A ideia base é simples: explorar cinematograficamente a semelhança física entre Chiara Mastroianni, filha de Marcello Mastroianni e Catherine Deneuve, com o seu pai. O filme tenta fazer uso dessa característica da atriz explorando-a ao máximo possível, mas para essa proposta se converter em um longa-metragem, seria preciso desenvolver um roteiro que abarcasse essa premissa imagética indo além.

Honoré tentou, então, elaborar uma história em que Chiara tivesse dificuldades de se impor profissionalmente por viver à sombra dos pais. Uma das formas de romper com isso seria entrar em termos com a figura de Marcello, morto em 1996.

É uma premissa enganadora e injusta com a atriz porque Chiara, já há anos, conseguiu se estabelecer no cinema francês pelo próprio talento sem precisar lembrar o tempo todo que é “filha de alguém” – o próprio Honoré contribuiu bastante para isso, dando-lhe alguns de seus melhores papeis. Mas ok: entende-se que a proposta não é falar da Chiara real, mas uma variante da atriz. Ainda assim, no entanto, o filme não consegue transformar a ideia-base em algo que se pareça com um roteiro. O que se vê é uma sucessão de cenas em que Chiara surge tentando verificar até que ponto ela de fato se parece com o pai – chega a se caracterizar de Marcello com seu visual em (1963), de Federico Fellini, e sai pelas ruas, falando em italiano e pedindo para ser chamada pelo nome do pai.

Ela de fato é a cara de Marcello, mas também a de Catherine, e isso é verificável em qualquer filme de que Chiara já participou; não era preciso fazer um inteiro só sobre isso. A desculpa de Honoré é prestar uma homenagem a Marcello, relembrando situações e fazendo citações visuais a alguns de seus principais filmes. Mas mesmo nisso o longa é falho; não tem proximidade alguma com o universo do ator.

Poderia até ser um canto de amor a Chiara, mas ela é inserida em cenas de conceito tão vaporoso e débil que não há comoção alguma em ver a filha tentando se reconectar com o pai; é acima de tudo um constrangimento vê-la em uma versão de si mesma tão desbotada e menor do que ela é na realidade.

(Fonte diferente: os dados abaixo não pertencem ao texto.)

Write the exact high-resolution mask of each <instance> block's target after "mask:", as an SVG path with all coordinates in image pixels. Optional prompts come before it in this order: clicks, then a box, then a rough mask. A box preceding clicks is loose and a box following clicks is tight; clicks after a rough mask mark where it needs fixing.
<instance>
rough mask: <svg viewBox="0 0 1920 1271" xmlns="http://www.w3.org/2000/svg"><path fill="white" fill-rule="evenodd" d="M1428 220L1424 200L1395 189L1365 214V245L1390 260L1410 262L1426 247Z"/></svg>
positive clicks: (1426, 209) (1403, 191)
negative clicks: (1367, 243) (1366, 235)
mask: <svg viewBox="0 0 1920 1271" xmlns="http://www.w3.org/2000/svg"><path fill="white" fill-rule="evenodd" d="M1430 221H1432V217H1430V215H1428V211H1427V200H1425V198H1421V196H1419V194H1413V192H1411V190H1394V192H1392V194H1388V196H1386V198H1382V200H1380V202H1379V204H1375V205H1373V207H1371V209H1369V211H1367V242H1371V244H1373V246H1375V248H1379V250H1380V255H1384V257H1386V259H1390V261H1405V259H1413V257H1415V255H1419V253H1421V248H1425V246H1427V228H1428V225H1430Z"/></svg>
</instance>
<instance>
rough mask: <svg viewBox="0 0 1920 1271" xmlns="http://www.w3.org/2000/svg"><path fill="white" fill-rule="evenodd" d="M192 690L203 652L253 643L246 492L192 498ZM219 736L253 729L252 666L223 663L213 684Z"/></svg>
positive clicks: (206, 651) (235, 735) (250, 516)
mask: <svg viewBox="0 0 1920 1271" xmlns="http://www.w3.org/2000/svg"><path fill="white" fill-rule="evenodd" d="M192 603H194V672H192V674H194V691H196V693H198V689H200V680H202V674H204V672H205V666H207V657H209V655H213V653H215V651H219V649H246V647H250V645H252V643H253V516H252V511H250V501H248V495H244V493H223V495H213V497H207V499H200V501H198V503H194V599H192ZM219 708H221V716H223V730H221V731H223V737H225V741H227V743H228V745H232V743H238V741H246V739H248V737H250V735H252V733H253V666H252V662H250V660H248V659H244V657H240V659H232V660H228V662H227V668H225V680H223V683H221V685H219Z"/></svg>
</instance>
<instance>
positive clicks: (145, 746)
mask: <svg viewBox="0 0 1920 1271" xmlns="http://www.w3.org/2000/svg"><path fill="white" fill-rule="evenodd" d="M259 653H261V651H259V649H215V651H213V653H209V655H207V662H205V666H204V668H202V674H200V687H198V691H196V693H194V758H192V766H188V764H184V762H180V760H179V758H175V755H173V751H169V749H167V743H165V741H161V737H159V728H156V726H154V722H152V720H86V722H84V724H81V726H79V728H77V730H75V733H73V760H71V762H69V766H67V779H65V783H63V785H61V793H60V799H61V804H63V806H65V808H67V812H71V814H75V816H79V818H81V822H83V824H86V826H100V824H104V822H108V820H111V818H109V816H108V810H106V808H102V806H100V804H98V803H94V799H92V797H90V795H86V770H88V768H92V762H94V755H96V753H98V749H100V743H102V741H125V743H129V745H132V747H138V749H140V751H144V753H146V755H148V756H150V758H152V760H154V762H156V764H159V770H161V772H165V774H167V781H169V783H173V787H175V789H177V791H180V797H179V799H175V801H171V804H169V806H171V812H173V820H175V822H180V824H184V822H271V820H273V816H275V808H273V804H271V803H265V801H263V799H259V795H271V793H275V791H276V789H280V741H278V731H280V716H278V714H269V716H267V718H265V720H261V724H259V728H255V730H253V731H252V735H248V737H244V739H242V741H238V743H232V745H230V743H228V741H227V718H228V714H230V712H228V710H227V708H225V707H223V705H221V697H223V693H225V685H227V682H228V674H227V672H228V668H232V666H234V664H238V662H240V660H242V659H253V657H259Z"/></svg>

Também na disputa pela Palma de Ouro, o estadunidense Sean Baker levou à Croisette um dos filmes mais engraçados até o momento. Ainda que de ritmo descalibrado, muitas vezes com cenas que se prolongam sem haver necessidade disso, Anora mostra uma prostituta de Nova York que conhece o filho de um casal milionário russo a passeio nos EUA. Ela dá sorte, porque o rapaz é mão aberta e vai com a cara dela – os dois chegam a ir para Las Vegas e, na empolgação, trocam alianças.

Por praticamente uma hora, o filme não tem nenhum conflito: tudo corre às mil maravilhas, com Anora se divertindo com o jovem riquinho, que é tão inconsequente quanto amoroso. Vê-se que ela não o ama, mas que desenvolve um afeto real pelo rapaz, e o fato de a dupla passar tanto tempo do filme feliz, sem contratempos, é bastante agradável – é um alívio para o público de vez em quando se deparar com um drible como esse aos manuais de roteiro, que pregam que conflitos precisam obrigatoriamente surgir na trama a cada 15 minutos.

Mas, é claro: em algum momento a pobre Anora percebe que tudo aquilo era tudo bom demais para ser verdade. Seu sonho de princesa não dura tanto assim.

Mikey Madison interpreta a protagonista com garra e graciosidade – talvez ela berre com excessiva estridência, mas é uma atriz sempre cativante, uma heroína inusitada. E Mark Eldenstein, no papel do russo, é um pequeno dínamo em cena – é fisicamente um Timothée Chalamet ainda mais franzino, mas menos calculado e com um senso de autoironia mais desperto; quando ele e Madison estão juntos em cena, é impossível o casal não ganhar a torcida do espectador.

Baker já soube dosar melhor a duração das sequências de seus filmes, mas em Anora ele continua a fazer observações sociais certeiras, desta vez com um senso de humor mais aflorado que de hábito. É mais um trabalho que vem reiterar que seu cinema está entre os mais interessantes realizados nos EUA hoje em dia.